So far Rayleigh's rule has been applied to the explanation of established facts. Let us use it now to predict new facts, which to my knowledge have not previously been observed. Consider the effect of articulating an apical obstruent at various locations between the antinode at the lips and the F2 node around or behind the palate. By the theory, the farther back the constriction, the greater the effect of F2 node constriction relative to the effect of antinode constriction, and thus the higher the balance point, or locus frequency, of the second formant. Varying the constriction location in this way in a uniform tube corresponds to the articulatory differences between retroflex and alveolar (backer) vs. dental (fronter) obstruent locations.

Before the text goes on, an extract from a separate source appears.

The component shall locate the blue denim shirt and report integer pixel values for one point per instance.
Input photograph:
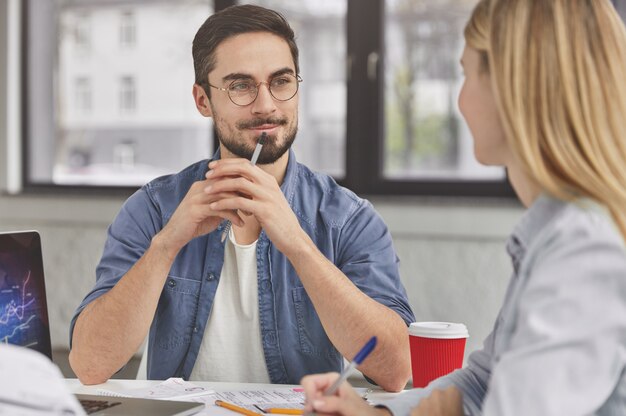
(345, 228)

An experiment was carried out to explore the different effects of
various apical places of articulation on the formant transitions into
the consonant. The measurements are similar to those of Sussman
(1991).
Data and Method:
I produced voiced dental, alveolar, and retroflex stops in repetitive, equally stressed, CV syllables, 4 to an utterance, varying the vowel among /iy, ey, I, , æ, , , ow, uw, U, /.2.11 One utterance, for example, was of the form ``dddd.'' Two sets of four repetitions of each CV combination were spoken and digitized (16 bits, 10kHz), resulting in 2 sets * 4 repetitions * 3 places * 11 vowels = 264 tokens. Two signal-processing operations were performed: an RMS energy contour was calculated, to be used in locating the measurement points; and the signals were formant-tracked to measure formant frequencies.2.12 The onset and nucleus time-points were located by means of a nearly automatic procedure. The onset and offset of the acoustic vowel in each CV syllable was automatically located using an energy threshold: the onset of the vowel is located at the upward threshold-crossing in the amplitude contour, and the offset is located at the downward threshold-crossing. The crucial choice of an effective threshold is made by examining the values of the RMS energy contour at the onsets and offsets of a number of syllables, and picking an RMS value intermediate between the values for bursts and closures and the values for vocalic segments. The occasional jitter back and forth across the threshold level was eliminated by a ``sloppy-crossing'' threshold algorithm, where a ``true'' threshold crossing is taken to be one where after crossing the threshold the signal stays on the other side for some fixed time. The exact threshold crossing location is linearly interpolated between frames, so that if frame t is just under the threshold, and frame t+1 is far above the threshold, the crossing location is closer to the center time of frame t than to that of frame t+1. Using this method of automatic segmentation not only is a labor saving device, but also results in more consistent segmentation. The same criterion is used consistently throughout, where in hand segmentation the method may vary slightly from the beginning to the ending of a lengthy measurement session.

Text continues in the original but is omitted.